Bayesian Adaptive Designs for Efficient Targeted Agent Development
View Presentation View Presentation
*J. Jack Lee, University of Texas MD Anderson Cancer Center 


Advances in biomedicine have fueled the development of targeted agents in cancer therapy. Targeted agents, however, do not work for everyone and may not work at all. Hence, the development of target agents requires the evaluation of treatment efficacy as well as prognostic and predictive markers. In addition, upon the identification of each patient’s marker profile, it is desirable to treat patients with best available treatments in the clinical trial accordingly. We have developed Bayesian adaptive designs to (1) test the treatment efficacy, (2) identify prognostic and predictive markers, and (3) provide better treatments for patients enrolled in the trial. Via the outcome-adaptive randomization (AR), Bayesian AR designs can treat more patients with more effective treatments based on the available data at the time. With frequent interim monitoring, ineffective treatments can be stopped early for futility, new treatments can be added, and effective treatments can graduate for further evaluation. Through simulations, design parameters can be chosen to yield the desirable operating characteristics and to control the types I and II errors.
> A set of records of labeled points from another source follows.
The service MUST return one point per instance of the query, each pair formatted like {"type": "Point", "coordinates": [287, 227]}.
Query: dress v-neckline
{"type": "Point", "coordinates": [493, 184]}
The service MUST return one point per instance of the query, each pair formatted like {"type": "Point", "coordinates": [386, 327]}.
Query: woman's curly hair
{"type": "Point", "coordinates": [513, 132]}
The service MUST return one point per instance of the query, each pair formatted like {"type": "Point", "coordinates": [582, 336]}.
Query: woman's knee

Compared with the traditional designs, the proposed designs can be more efficient, more ethical, and also more flexible in the study conduct. Additional infrastructure must be set up to allow timely and frequent monitoring of interim results. Bayesian adaptive randomization designs are distinctively suitable for the development of multiple targeted agents in phase II settings. Examples and lessons learned from the recently completed BATTLE trial in non-small cell lung cancer will be given.